During the course of the 1800s, Britain became the most prosperous and technologically advanced nation in the world. Invention, mechanization, and industrialization brought the greatest and most far-reaching change in England and the English. The nation quickly grew in confidence of its place as a major world power. Fueled by the wealth of her industrialization and new manufacturing industries, her influence spread across the globe to the far corners of her empire. This was a new world and with it came a new order to challenge the old accepted power structures. A new middle class of wealthy industrialists whose money gave them power and influence became the Victorian wealthy, and their choices and values ​​were to be a major influence on Victorian life. Their money, founded on the production of the new factories, bought them beautiful new houses, large and important. These large new houses borrowed the styles of the upper classes with many rooms that needed to be filled in. The rise of the middle classes meant more houses with more money to spend and a need for more furniture.

Along with the new modern Victorian world came an inevitable change in the style of the Victorian home and the history of Victorian furniture is varied. Furniture styles that reflected a fascination with the past were also a display of what was now possible in design and production. This era saw the beginning of the mass production of furniture in a manufacturing industry whose new industrial techniques could rapidly reproduce styles and designs that had hitherto been expensively carved by craftsmen.

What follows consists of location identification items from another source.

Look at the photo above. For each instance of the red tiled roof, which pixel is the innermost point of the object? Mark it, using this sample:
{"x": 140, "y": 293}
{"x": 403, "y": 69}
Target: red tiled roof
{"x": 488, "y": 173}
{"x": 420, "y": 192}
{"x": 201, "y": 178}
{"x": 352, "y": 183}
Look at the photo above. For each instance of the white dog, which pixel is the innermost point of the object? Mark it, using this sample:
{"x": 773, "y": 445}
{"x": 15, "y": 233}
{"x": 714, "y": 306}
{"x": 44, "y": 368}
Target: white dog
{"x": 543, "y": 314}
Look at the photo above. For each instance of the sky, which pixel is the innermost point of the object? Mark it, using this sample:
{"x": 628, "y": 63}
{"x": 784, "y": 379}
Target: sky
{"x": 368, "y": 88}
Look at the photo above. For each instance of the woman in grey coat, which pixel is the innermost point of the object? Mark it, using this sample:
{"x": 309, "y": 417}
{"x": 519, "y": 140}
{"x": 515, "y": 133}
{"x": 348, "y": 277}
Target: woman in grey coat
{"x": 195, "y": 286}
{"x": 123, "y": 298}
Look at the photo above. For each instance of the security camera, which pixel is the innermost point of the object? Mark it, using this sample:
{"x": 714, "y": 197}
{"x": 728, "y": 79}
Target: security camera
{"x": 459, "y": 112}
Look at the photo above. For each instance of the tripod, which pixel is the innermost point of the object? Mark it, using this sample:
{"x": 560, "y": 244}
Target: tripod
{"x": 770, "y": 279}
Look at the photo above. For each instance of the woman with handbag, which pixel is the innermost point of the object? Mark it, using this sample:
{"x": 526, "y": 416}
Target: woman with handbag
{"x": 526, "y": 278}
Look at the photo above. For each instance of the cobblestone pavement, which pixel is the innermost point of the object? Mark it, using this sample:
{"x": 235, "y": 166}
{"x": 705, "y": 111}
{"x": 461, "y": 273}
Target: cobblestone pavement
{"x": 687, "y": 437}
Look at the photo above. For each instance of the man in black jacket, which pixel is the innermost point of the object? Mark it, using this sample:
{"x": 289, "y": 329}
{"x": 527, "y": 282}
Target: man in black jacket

The history of Victorian furniture is one of variety. The grace and fine lines of Regency-style furniture fell out of favor and was replaced by the sturdier, heavier furnishings of the prosperous Victorian home. Ornate decoration and glossy dark woods of mahogany and rosewood veneers and elaborate machine-turned legs. However, no one style was dominant in the Victorian home, as designers, encouraged by the rapid output of the new furniture-making industries, gave free rein to their imaginations. It was now possible to mass-produce styles from other historical periods, and reproduction of earlier styles from the Tudor, Elizabethan, and Neoclassical periods became popular. However, the style that is perhaps most reminiscent of this period is the Gothic Revival style. Large, heavy furniture of Gothic design was made from solid oak to reflect the English character. The Victorians embraced the Gothic style enthusiastically, as can be seen in the architecture and art, as well as the design of these furnishings. The history of Victorian furniture mirrors the history of the Victorian era, where a society experienced great changes but also great uncertainties. Which made them look forward with pride and confidence while still looking back to a fictional age of order, glory and chivalry.